The dial tone is used to let the telephone user know that a signal is available and
that the system is working. If no dial tone, no call can be placed.
Most cell phones have those little bars that tells the owner the signal strength. If
the cell phone is out of range of a cell tower, the cell phones usually display
something like “network unavailable” or “no service” on the screen.
Keep in mind that even when you are not using your cell phone, it remains
“on”. The cell phone is a receiver, just like a radio receiver, but with the volume turned down. The cell phone is listening for any calls that might come in. A cell phone is “off” only when a person turns the power off.
Early telephone systems all had a telephone operator, a real live person. Remember those Andy Griffin shows. Sheriff Andy Taylor would take the earpiece off the
hook, and say into the separate mouthpiece, “Sarah, get me Mt. Pilot” or Barney Fife would say”Sarah, ring me Juanita at the Bluebird Diner”.
When telephone operations were automated, the automatic tone indicated the system was ready to be used. The British were the first to use a dial tone. The tone
indicated that the telephone exchange was working, the receiver had been taken
off the hook, and the telephone receiver is ready to talk into. The dial tone quit when the first number was dialed.

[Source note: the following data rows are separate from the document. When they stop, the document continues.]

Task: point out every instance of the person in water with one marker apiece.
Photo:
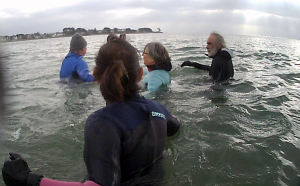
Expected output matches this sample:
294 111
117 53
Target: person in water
123 140
158 62
73 65
221 68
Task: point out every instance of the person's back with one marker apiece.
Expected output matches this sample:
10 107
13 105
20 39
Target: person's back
129 134
137 140
123 141
158 62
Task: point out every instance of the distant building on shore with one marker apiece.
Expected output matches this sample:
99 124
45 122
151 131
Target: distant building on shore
69 31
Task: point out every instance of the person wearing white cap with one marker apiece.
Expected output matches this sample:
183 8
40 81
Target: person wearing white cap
73 65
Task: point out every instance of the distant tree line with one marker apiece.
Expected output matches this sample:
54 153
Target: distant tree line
69 31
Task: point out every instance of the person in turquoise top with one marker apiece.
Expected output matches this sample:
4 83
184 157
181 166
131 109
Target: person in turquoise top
158 62
73 65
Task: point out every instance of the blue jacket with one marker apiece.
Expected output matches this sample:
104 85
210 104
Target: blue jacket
74 66
156 78
124 138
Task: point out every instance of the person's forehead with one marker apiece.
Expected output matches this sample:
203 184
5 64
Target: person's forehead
211 38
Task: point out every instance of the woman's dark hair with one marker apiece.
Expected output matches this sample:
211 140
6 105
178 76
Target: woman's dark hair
117 69
160 55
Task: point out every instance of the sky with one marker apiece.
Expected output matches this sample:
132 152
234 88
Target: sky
277 18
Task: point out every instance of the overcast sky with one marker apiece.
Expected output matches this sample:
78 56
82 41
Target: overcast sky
279 18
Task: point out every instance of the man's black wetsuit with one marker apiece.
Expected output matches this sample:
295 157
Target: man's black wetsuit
121 140
221 68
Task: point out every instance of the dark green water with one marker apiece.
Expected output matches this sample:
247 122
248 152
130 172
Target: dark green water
243 133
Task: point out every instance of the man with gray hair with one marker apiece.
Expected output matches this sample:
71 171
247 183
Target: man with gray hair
221 68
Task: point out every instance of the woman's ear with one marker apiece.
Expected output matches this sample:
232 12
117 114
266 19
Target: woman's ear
141 73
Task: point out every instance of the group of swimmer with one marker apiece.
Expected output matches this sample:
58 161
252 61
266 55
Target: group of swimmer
125 140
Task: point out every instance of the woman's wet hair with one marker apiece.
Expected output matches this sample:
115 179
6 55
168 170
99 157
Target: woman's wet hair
160 55
219 39
117 69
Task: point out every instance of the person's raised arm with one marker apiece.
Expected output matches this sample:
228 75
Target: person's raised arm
196 65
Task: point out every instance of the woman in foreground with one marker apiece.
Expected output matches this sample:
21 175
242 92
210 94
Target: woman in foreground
123 140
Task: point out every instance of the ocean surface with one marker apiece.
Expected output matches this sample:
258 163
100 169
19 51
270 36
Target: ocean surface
245 132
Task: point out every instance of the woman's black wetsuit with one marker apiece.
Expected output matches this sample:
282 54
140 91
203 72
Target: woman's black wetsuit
124 138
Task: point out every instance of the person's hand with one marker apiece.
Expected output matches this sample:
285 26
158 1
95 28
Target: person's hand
16 172
186 63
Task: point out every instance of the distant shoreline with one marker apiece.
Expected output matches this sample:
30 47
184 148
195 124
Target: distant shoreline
17 40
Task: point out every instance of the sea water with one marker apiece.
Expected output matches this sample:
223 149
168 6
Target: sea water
245 132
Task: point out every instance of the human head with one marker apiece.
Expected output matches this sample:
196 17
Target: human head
156 54
117 70
78 44
214 43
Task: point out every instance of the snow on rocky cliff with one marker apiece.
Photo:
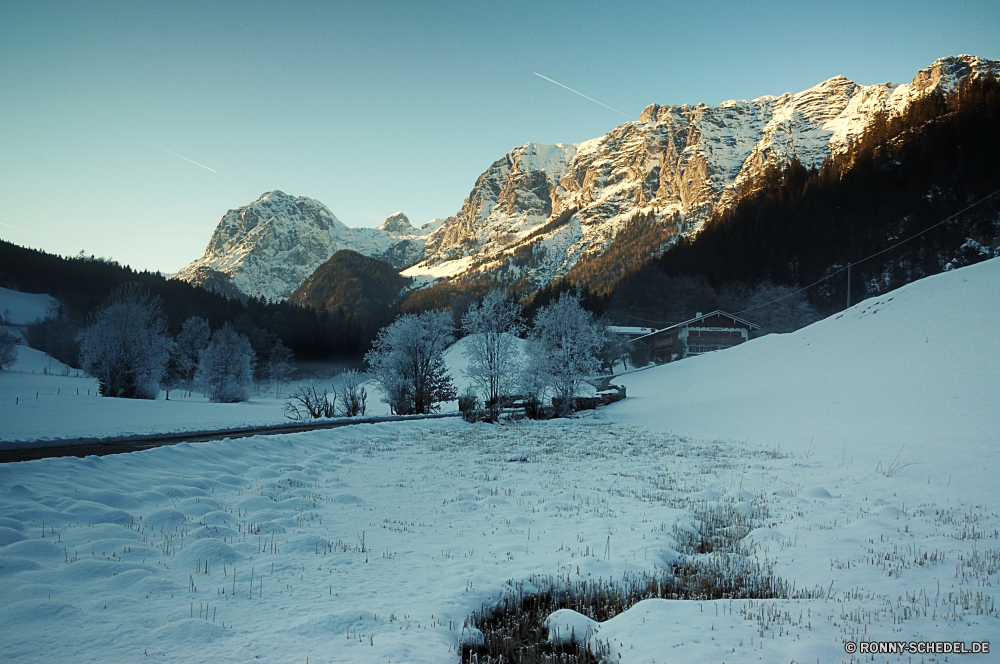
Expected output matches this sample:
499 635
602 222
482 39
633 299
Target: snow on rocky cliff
538 210
541 208
268 248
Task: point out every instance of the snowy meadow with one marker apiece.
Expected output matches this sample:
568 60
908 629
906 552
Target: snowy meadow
852 465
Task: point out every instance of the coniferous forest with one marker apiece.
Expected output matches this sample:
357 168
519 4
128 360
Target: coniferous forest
82 283
902 177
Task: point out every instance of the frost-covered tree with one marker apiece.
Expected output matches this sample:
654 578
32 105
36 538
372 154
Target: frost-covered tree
280 366
406 360
8 350
193 339
564 348
637 353
777 309
494 361
354 401
173 374
225 370
126 345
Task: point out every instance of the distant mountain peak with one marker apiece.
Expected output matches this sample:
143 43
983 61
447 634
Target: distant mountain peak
396 223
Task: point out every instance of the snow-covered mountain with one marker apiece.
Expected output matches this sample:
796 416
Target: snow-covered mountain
270 247
537 211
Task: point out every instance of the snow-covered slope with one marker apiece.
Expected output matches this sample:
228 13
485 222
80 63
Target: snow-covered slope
534 213
268 248
919 365
17 308
869 479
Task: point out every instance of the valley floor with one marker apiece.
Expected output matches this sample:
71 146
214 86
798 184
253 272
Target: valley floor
859 453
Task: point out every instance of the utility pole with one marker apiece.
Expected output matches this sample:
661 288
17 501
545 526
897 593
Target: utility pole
848 285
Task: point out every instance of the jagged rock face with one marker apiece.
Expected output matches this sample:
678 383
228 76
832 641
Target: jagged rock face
269 248
558 203
396 223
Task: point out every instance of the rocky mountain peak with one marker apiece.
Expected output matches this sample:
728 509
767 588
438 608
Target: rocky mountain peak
396 223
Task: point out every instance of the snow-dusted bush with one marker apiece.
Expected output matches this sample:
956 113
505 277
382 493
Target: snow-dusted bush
193 339
354 401
468 405
8 351
777 309
494 362
563 348
126 345
225 369
406 360
311 402
280 366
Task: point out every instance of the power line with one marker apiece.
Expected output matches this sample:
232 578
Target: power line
877 253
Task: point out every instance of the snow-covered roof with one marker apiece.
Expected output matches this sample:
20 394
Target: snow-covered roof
690 323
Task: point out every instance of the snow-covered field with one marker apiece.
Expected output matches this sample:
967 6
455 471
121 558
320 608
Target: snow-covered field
860 454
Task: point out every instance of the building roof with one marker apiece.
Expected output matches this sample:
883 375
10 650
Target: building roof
690 323
623 329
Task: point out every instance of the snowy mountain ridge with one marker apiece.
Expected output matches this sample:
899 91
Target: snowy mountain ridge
536 212
676 164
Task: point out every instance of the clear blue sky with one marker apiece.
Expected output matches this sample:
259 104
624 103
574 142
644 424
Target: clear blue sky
377 107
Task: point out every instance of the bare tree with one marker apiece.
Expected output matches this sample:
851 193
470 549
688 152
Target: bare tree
354 401
225 370
193 339
492 352
310 401
777 309
126 345
407 362
280 366
564 348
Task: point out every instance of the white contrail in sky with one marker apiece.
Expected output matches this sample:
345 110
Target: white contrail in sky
184 158
579 93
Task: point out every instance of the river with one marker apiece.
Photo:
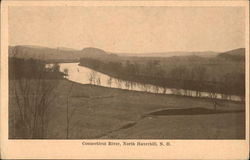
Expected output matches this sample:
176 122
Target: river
86 75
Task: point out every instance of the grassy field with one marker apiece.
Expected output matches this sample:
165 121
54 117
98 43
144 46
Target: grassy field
113 113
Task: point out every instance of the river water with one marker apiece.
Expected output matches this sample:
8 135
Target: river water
86 75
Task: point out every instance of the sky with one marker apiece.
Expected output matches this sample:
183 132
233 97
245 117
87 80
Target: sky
128 29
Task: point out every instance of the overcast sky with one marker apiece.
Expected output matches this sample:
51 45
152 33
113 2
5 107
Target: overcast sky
129 29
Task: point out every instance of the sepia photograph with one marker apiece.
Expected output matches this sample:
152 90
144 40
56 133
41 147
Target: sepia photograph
124 79
123 72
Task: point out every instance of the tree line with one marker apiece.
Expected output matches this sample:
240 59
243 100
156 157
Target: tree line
179 77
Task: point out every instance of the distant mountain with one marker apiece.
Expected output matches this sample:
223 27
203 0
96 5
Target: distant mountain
233 55
58 54
63 54
170 54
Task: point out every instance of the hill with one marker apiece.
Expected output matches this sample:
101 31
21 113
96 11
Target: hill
233 55
58 54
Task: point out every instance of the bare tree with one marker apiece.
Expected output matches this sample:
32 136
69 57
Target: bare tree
34 94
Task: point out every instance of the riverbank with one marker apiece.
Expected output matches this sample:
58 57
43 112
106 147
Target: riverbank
101 112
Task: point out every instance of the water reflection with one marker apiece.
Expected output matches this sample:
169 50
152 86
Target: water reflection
86 75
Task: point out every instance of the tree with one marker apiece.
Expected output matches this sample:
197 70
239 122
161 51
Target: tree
34 94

The United States started using dial tones in the late 1940’s. Widespread use came in the 1950’s. There is a story about President Dwight Eisenhower leaving the White House in 1961. He retired to his farm a tad south of Gettysburg, Pennsylvania.
When he picked up his house phone, he didn’t know what that strange noise was.
One of his aides had to explain the dial tone to the former President, and also how to use a rotary phone.
Modern dial tones in the U.S. are a blend of two frequencies, tones, or pitches. One is 350 Hz and the other is 440 Hz. In Europe it is a single tone of 425 Hz. That 440 Hz dial tone has been used by stringed concert musicians to tune their
instruments. In music, the A above middle C is written as A440.
Touch tone dialing, the current standard in the industry, started in
1963. Each number from 0 to 9, plus the star, pound, and A, B, C, and D buttons
use two tones out of a possible eight. The lowest is 697 Hz and the highest is
1209 Hz. For example, when you hit the 6 button, it is a combination of 770 Hz and 1477 Hz that you hear.